具体的には、@pipeline().parameters.target_blob_name
という式を使用して、
ファイル名の情報をコピーアクティビティ経由でデータセットに引き渡しています。
この設定により、トリガーで検知されたファイル名がそのままデータセットに渡され、
指定された 1 件のファイルだけが読み込みの対象となります。
最後に、データセットの「接続」タブにて、ファイルパスを empdata コンテナ配下の
@dataset().fileName
に変更しました。
これにより、トリガーから受け取ったファイル名をもとに、対象の CSV ファイルだけを
動的に読み込める構成となりました。
動作確認
構成の検証と発行に問題がないことを確認した上で、実際の動作確認を行いました。
まず、動作確認用として、社員番号「5000」のユーザー(大森俊介)を Entra ID 上に新規作成しました。
次に、Automation ランブックを実行し、Blob ストレージに新しい CSV ファイルが自動生成されたことを確認しました。

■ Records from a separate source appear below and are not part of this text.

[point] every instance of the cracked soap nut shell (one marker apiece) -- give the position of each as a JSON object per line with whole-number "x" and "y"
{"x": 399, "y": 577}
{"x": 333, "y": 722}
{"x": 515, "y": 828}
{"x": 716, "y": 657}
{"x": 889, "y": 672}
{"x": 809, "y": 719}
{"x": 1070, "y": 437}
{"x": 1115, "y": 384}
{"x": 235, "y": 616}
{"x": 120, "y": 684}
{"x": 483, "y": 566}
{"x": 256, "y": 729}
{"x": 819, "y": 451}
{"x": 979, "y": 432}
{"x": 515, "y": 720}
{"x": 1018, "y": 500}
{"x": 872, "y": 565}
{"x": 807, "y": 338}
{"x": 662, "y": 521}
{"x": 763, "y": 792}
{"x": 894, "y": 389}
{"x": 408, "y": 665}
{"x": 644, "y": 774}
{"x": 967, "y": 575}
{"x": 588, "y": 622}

そのタイミングで ADF のパイプラインが起動し、対象ファイルが Azure SQL Database に転送される一連の処理が実行されていることも確認できました。
最後に、SQL 側でテーブルの内容を確認したところ、社員番号「5000」の大森俊介が正しく登録されていることを確認できました。
既存データとの重複もなく、トリガーを起点とした 1 ファイル限定の処理構成が想定どおりに機能していることが確認できました。